The evaluation aligns with internationally recognised DGA interpretation standards, including:
1) IEC 60599; and
2) IEEE C57.104.
Traditional ratio-based methods under these standards rely on fixed gas concentration thresholds and predefined ratios, which often struggle when fault gas signatures overlap. The macro F1-score of 0.847 and strong class-wise precision values demonstrate improved discrimination compared with rule-based threshold interpretation, particularly for partial discharge faults. The model maintains categorisation consistent with IEC 60599 fault classes while enhancing sensitivity in mixed or borderline cases.
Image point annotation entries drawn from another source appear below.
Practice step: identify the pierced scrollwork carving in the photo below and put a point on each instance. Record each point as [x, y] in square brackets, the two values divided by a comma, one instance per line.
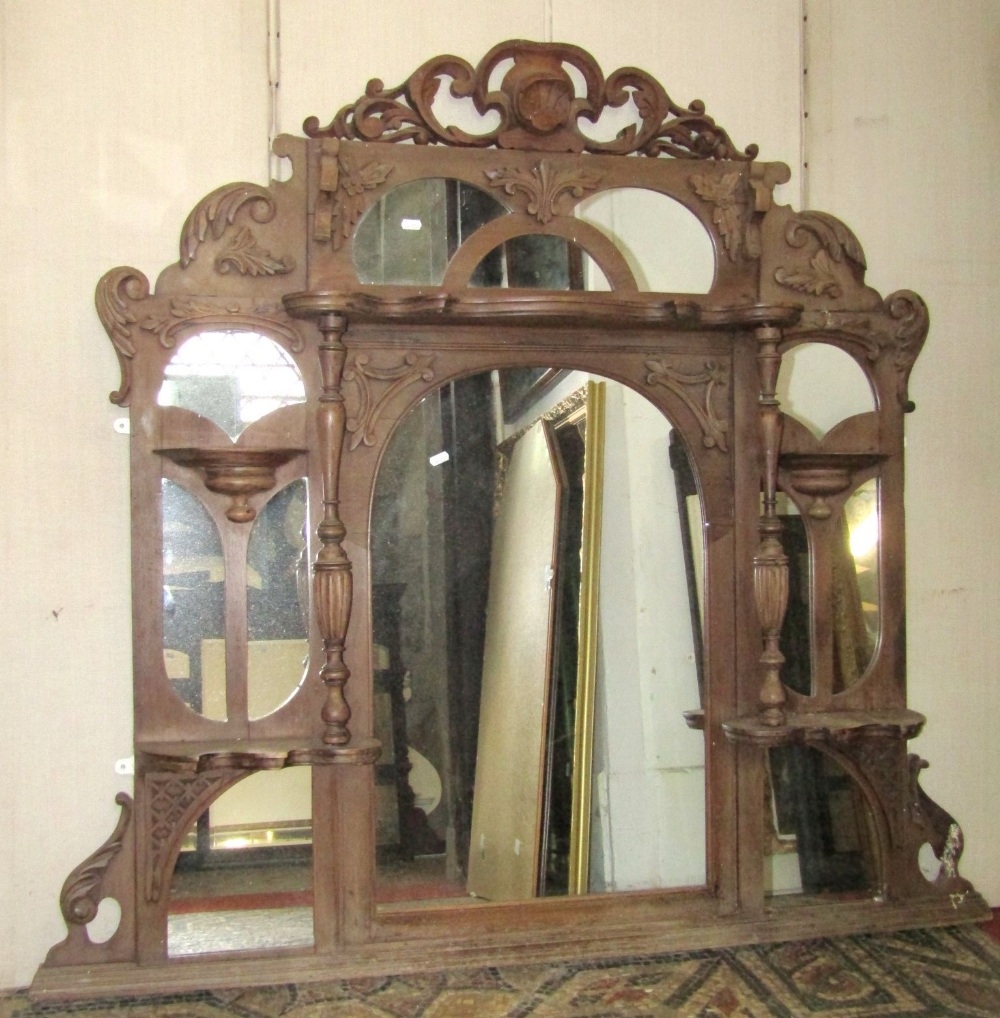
[217, 212]
[538, 107]
[80, 894]
[732, 213]
[246, 257]
[114, 292]
[342, 192]
[908, 309]
[172, 803]
[362, 420]
[544, 186]
[713, 376]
However, the recall of 0.711 for arcing faults suggests that high-energy discharge detection could benefit from further feature engineering, such as gas ratio augmentation or temporal trend analysis, to meet the high sensitivity expected under IEEE guidance.
The evaluation highlights three principal diagnostic characteristics. First, the model shows high reliability in identifying healthy operating conditions. The very high F1-score for the normal class substantially reduces false alarms, supporting efficient maintenance planning and avoiding unnecessary inspections.
Second, the classifier provides balanced detection of partial discharge faults. The equal precision and recall values indicate consistent recognition of incipient electrical discharges, without bias towards false positives or false negatives.
Third, sensitivity for overheating and arcing faults is moderate. The observed misclassification between these categories reflects the known physical overlap in dissolved gas generation mechanisms, as outlined in IEC 60599. This limitation arises from similarities in gas chemistry under evolving thermal and electrical fault conditions, rather than instability or weakness in the learning algorithm.